A second popular model of classroom management is articulated by Rudolf Dreikurs (1968). This model is based on earlier work by German psychiatrist Alfred Adler, and relies on the notion that students’ misbehavior is an outgrowth of their unmet needs. One of the underlying assumptions of the model is that all students desire and need social recognition. When this need is not fulfilled, students exhibit a hierarchy of misbehaviors based on what Dreikurs refers to as “mistaken goals.”

Dreikurs holds that when a student’s need for recognition is unmet, that student will first display attention-seeking behaviors. If those behaviors do not result in the desired recognition, the student will attempt to engage teachers in power struggles. If this bid for power still leaves the student without the desired recognition, the student may focus on issues of fairness and attempts to exact revenge. If this behavior is unsuccessful, the student may finally resort to “displays of inadequacy” (Dreikurs Grunwald, and Pepper 1998, 24-25) where he or she appears to simply give up and disengage.

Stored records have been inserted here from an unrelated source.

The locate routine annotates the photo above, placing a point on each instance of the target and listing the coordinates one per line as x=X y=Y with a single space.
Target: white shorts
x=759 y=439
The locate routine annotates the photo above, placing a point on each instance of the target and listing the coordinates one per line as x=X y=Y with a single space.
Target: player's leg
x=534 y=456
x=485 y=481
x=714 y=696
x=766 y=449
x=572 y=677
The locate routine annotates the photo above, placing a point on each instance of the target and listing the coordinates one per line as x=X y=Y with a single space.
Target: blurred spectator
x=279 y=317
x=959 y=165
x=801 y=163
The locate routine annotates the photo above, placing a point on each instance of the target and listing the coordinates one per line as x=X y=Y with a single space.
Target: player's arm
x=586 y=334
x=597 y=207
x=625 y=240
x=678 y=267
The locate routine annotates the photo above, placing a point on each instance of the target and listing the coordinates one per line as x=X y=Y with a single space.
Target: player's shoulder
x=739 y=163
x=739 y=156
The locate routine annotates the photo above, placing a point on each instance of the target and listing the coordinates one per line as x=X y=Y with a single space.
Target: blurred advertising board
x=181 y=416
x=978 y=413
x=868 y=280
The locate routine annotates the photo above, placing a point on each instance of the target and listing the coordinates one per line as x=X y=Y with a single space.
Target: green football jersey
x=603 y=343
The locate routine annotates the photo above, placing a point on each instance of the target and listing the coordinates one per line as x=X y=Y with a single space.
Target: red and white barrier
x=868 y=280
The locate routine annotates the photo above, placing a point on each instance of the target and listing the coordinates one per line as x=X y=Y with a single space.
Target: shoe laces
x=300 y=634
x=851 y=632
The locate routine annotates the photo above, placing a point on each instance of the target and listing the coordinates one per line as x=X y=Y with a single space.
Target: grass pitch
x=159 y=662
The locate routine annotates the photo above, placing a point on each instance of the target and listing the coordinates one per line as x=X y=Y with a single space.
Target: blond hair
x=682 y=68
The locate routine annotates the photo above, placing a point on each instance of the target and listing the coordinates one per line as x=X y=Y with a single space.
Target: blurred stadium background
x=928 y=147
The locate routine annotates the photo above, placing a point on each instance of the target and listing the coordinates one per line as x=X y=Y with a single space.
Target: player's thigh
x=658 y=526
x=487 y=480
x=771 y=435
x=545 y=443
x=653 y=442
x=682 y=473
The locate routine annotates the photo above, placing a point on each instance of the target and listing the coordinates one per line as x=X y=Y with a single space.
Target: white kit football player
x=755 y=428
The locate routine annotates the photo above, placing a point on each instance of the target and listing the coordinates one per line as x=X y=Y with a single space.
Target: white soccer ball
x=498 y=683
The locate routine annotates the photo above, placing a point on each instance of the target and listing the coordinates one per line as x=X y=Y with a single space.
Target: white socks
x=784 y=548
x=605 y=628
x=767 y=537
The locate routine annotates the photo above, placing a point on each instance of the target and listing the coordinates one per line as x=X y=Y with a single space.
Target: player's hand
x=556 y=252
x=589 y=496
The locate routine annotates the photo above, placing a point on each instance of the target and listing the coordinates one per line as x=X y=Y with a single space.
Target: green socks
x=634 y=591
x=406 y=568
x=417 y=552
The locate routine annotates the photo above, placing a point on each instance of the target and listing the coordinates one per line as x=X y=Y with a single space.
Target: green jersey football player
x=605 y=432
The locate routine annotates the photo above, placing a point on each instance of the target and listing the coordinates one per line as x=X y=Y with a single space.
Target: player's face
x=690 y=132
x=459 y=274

Where the Assertive Discipline model of classroom management emphasizes the importance of teacher imposed structure in the classroom, the Driekurs model emphasizes the importance of assisting students in meeting their innate need to gain recognition and acceptance. Even when a teacher strives to establish a classroom where all students feel recognized and accepted, it is likely that some misbehavior will occur. In those cases, Dreikurs advocates for the application of logical consequences (Dreikurs and Grey 1968), which are consequences that have a clear and logical connection to the misbehavior and have been discussed and agreed upon with the student before applied. An example of a logical consequence for a student who disrupts others during class might be that the student will be isolated from the group until he or she agrees to rejoin the group without disruption.

A logical consequence is different from a natural consequence in that natural consequences occur without teacher planning or discussion with the student. Although logical consequences should be clearly related to the misbehavior, they also require active planning and conscious application.

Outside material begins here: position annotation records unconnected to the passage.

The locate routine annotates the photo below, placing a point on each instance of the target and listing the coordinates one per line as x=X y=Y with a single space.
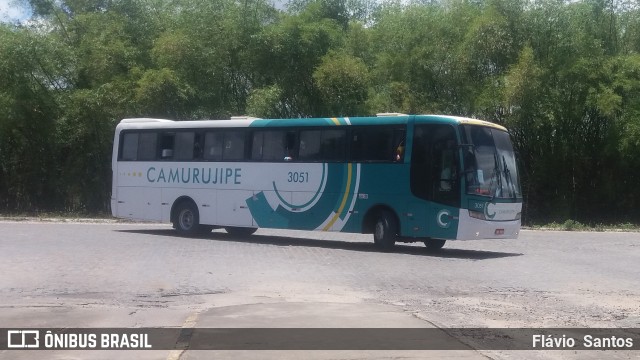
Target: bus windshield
x=490 y=163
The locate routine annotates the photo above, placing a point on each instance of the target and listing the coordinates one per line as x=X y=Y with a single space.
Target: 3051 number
x=299 y=177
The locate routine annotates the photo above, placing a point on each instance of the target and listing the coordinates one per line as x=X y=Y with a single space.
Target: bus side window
x=213 y=146
x=233 y=149
x=333 y=145
x=310 y=145
x=184 y=145
x=129 y=147
x=373 y=143
x=147 y=146
x=166 y=146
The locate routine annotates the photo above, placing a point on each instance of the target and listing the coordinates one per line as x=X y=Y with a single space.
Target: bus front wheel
x=239 y=231
x=385 y=231
x=434 y=244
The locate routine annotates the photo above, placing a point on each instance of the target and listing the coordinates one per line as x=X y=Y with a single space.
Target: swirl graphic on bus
x=328 y=208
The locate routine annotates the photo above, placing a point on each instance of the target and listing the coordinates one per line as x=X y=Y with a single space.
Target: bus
x=402 y=178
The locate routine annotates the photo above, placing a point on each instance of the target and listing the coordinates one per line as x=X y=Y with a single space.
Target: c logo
x=486 y=211
x=443 y=218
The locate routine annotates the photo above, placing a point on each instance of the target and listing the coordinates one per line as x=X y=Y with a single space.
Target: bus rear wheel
x=434 y=244
x=385 y=231
x=240 y=231
x=187 y=219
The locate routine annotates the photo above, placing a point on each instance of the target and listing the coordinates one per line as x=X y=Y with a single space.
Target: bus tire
x=434 y=244
x=385 y=231
x=187 y=219
x=240 y=231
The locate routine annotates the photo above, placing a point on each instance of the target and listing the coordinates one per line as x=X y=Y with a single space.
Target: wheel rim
x=379 y=232
x=186 y=219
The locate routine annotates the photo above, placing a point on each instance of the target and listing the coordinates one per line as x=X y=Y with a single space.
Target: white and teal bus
x=399 y=177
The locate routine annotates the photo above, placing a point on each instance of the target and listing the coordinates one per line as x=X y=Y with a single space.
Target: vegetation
x=564 y=76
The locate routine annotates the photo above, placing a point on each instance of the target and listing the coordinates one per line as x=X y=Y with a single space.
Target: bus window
x=184 y=144
x=434 y=165
x=373 y=143
x=147 y=145
x=310 y=145
x=233 y=145
x=333 y=145
x=213 y=142
x=273 y=145
x=129 y=147
x=166 y=145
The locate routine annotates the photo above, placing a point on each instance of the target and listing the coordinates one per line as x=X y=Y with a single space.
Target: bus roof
x=150 y=123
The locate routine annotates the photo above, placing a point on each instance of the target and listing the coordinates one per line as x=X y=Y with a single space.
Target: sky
x=13 y=10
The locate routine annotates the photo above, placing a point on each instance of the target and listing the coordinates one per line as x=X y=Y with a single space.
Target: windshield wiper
x=507 y=176
x=495 y=174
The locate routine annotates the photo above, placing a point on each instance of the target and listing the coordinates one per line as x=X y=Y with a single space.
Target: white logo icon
x=23 y=339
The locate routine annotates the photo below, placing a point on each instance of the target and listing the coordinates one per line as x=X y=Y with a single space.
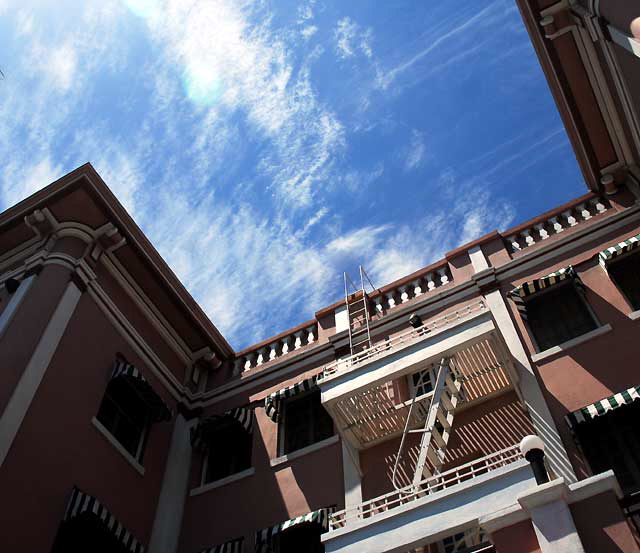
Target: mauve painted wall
x=518 y=538
x=602 y=526
x=57 y=445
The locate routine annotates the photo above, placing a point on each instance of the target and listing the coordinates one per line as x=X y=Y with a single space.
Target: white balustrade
x=276 y=349
x=555 y=225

Although the use of logical consequences to respond to misbehavior is an important element of Dreikurs model, the real strength of the model lies in its emphasis on preventing misbehavior. Although this emphasis on prevention is a common thread among all the models described here, Dreikurs model is unique in th prevention is based on developing positive relationship with students so that they can feel accepted.

Application In the Classroom

The principles espoused by Dreikurs can be applied in many middle and high school classroom situations. For example, during a high school English class, a student may be sitting at his desk listening to music while wearing headphones. If the teacher demands that the student remove the headphones and turn off the music, the student may respond by smiling at the teacher and refusing to follow directions. Additional demands by the teacher may result in continued defiance and increased silliness on the part of the student. In this case, the teacher has merely fueled the student’s acting out to gain both attention (from peers as well as the teacher) and power.

According to Dreikurs, teachers should always avoid power struggles with students. A better approach would be for the teacher to ignore the headphones and try instead to work the student into some sort of leadership role, like helping the teacher take roll, proofreading an answer key or writing the day’s homework assignment on the overhead. If the student’s mistaken goal is to gain a sense of power, then teachers should look for productive ways to allow that student to feel powerful and consequently valued and recognized.

Attempting to “put a student in his place” will only increase that student’s feelings of neglect or inferiority and lead to increased acting out.

The distribution of logical consequences can also be applied to the example of the student listening to music on Headphones. After class, the teacher could conference with the student about what an appropriate consequence for wearing headphones during class might be.

One conceivable consequence would be for that student to make up the amount of class time he missed (by not being able to hear the teacher) during lunch time.